Bailey’s tattoo isn’t her only permanent attachment to the game. Her son will also always be connected to it, and Bailey thinks some of the Gears adrenaline might have rubbed off on him. “Ronin came out very loud, like he is one of the loudest children I’ve ever met. And I think it’s because of Gears, because he was just inundated with battle screams, fire damage, and grenade-throwing in his entire formulation.”

Pick #4: The Last of Us Part II’s Abby

Abby is by far the most complex and polarizing character Bailey has played. Being cast in The Last of Us Part II was a huge and exciting moment, especially since she got to play opposite of her friend and fellow Critical Role castmate Ashley Johnson as Ellie. Bailey nailed the portrayal, and it brought out a lot of emotions in people – something she’s still processing. “I knew that there would be backlash for sure,” Bailey says. “I knew that I was going to get some hate. I didn’t anticipate the extent."

Bailey thinks the leaks leading up to release didn’t help. “It was the perfect storm. I think the leaks had a lot to do with it. If your first experience with that had been in the game, and then you kept moving forward, you would have had the growth and understanding,” she says. “But the leaks came out a couple months in advance; you had months of people forming barriers and forming walls before they were able to understand Abby’s side of it, and therefore a lot of people never were able to.”

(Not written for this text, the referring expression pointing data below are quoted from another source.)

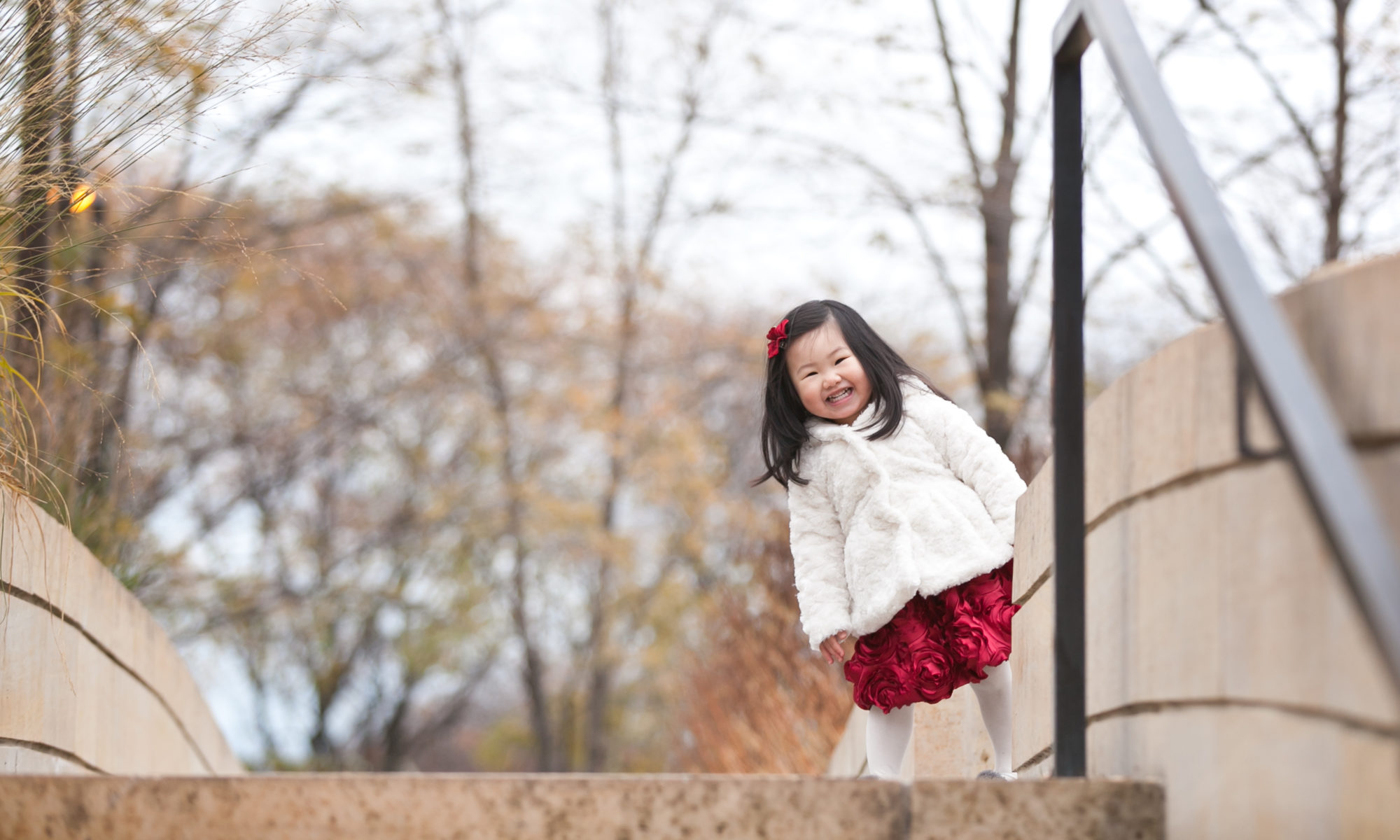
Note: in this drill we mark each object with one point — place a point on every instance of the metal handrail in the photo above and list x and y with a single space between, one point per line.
1304 418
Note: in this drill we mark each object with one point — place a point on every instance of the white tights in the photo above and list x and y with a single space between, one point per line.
887 736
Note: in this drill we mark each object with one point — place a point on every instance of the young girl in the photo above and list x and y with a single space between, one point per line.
902 517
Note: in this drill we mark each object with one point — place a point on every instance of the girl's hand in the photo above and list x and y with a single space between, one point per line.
832 648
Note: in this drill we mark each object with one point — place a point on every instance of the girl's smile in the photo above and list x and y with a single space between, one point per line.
830 379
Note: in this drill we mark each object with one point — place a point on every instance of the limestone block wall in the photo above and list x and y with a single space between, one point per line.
89 681
1226 656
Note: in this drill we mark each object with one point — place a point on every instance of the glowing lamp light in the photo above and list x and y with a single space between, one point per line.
83 198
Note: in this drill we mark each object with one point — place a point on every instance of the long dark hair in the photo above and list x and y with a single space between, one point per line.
785 419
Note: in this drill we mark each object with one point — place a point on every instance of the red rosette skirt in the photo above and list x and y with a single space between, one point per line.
936 645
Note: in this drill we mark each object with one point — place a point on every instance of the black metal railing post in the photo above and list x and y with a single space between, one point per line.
1312 436
1068 414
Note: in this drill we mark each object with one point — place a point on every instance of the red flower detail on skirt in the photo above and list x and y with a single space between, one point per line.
936 645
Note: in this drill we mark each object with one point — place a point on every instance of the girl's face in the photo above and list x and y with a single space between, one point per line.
828 376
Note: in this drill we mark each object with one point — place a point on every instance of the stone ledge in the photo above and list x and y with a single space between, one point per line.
363 807
1051 810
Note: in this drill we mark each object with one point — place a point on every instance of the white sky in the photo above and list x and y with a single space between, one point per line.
858 75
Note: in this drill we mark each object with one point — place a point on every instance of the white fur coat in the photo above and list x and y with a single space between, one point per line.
919 512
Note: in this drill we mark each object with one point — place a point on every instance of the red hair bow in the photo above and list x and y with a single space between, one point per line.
776 337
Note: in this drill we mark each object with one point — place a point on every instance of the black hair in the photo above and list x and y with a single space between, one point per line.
785 419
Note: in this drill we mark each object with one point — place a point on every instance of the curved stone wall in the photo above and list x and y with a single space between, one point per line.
1226 656
89 681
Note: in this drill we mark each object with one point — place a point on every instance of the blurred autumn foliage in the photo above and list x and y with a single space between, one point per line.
758 701
425 489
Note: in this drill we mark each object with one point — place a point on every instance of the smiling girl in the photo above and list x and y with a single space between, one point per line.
902 519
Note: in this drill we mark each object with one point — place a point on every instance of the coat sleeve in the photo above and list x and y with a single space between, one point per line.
975 460
818 562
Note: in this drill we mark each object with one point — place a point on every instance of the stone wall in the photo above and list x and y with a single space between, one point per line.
89 681
1226 656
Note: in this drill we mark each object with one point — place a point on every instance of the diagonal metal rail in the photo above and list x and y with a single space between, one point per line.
1312 436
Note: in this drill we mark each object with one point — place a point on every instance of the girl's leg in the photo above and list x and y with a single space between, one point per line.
887 738
995 699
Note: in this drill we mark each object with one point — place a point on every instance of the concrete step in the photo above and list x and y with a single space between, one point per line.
500 807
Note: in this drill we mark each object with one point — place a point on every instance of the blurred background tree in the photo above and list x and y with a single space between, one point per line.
405 358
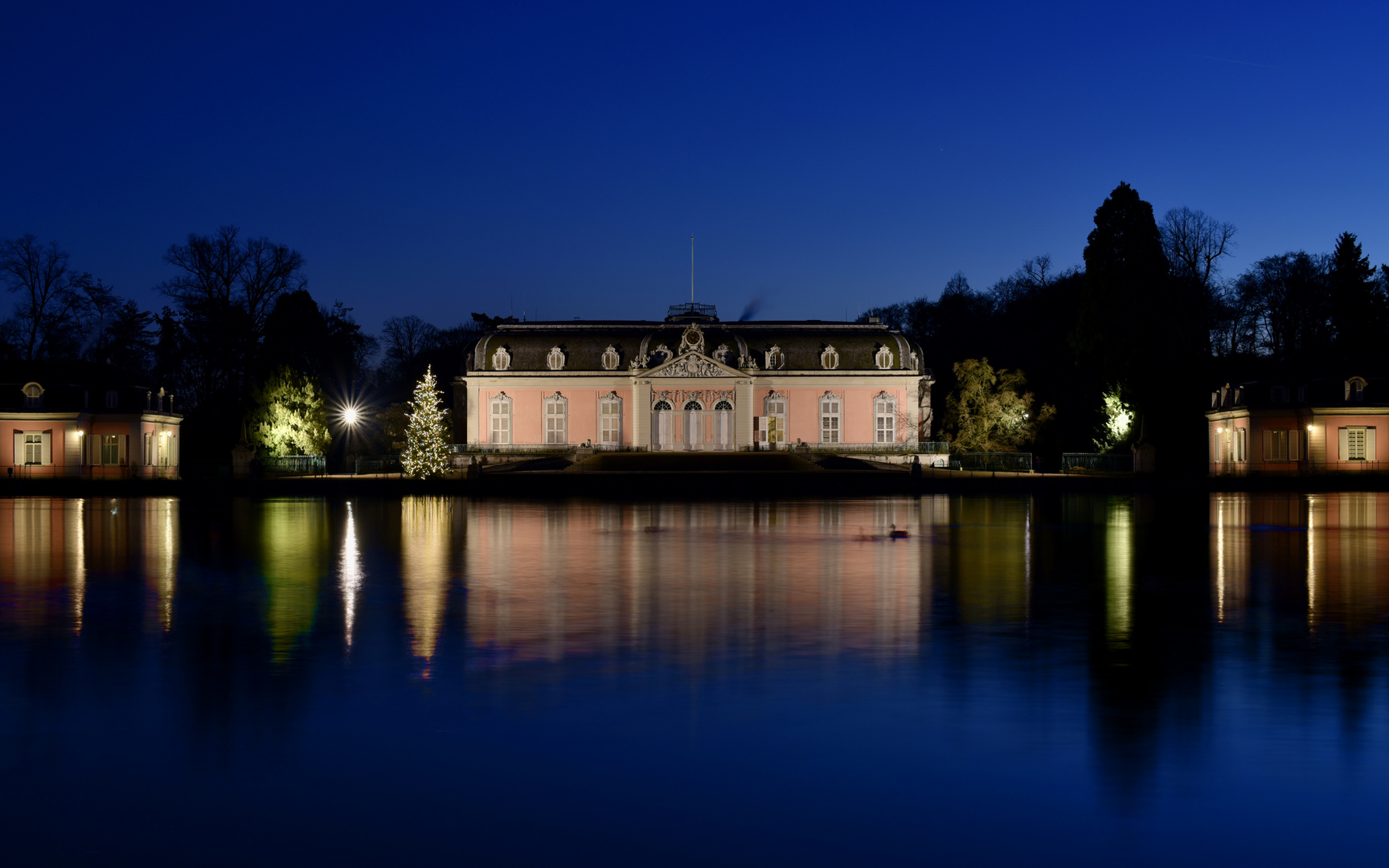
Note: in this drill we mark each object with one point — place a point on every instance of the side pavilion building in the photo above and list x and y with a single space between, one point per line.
690 383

Bailey considers Abby one of the most challenging and intense roles she’s done, but also calls it her most fulfilling, even if there are some “bittersweet memories” due to the outpour of anger over her character’s actions on social media. “It was [a] difficult [role], but I think it's an incredible story, and I think Abby is, man, just one of the most amazing characters that I've ever played.”

Bailey has since played the game, and can relate to people having intense feelings regarding Abby. “I knew the story; I knew what I was getting into, and when it hit ‘Day One’ with Abby, I still didn’t like Abby,” she says. “I didn’t like my performance. I didn’t like the character. I remember playing for like three hours into ‘Day One’ as Abby and talking to [my husband], Travis, and being like, ‘I don’t like what I did. I’m not good. This is terrible. I don’t know how I was cast. All of these years of work is for nothing.’ And Travis is like, ‘Just shut up, go back, and keep playing because you are obviously very biased right now.’ And as I continued to play, then I was like, ‘Oh, okay, I just had to acclimate to myself because I didn’t like me. I didn’t like Abby.’ You’re not supposed to, you know.”

The Last of Us Part II is not a happy story; it is dark, tragic, and heavy, making it a challenging place to go to day in, day out as an actor. “Just the story alone with where we had to take the characters and what they had to go through was … it was just a lot,” Bailey says. “It's really hard after shooting scenes that are very heavy on loss and grief to shake it off at the end of the day and just go home. Those emotions stay with you.”

That’s why some of Bailey’s favorite moments are when they shot the flashback sequences with Owen on the Ferris wheel and in the aquarium. “It felt like you were on a different project on those days because it was joyful,” she says. “I think the game obviously needs those joyful moments.” She also loved building a relationship with Ian Alexander (Lev) and Victoria Grace (Yara). “It really felt like I had a little brother and sister on set that I really wanted to just take care of. They’re both so sweet.”

However, it’s the final showdown between Ellie and Abby that sticks with her the most, saying it required an extra amount of trust between her and BFF Johnson. “As painful as it was, that was so fulfilling to get to do [on stage],” she says. “Just because it was so intense and it’s so rare that you get to do those kinds of things. It’s kind of like Fight Club, where you get to have those crazy moments of aggression that normally you would never get to have and really let it out. One of the best things about being an actor is experiencing emotions that you would probably normally rein in and just letting them run free.”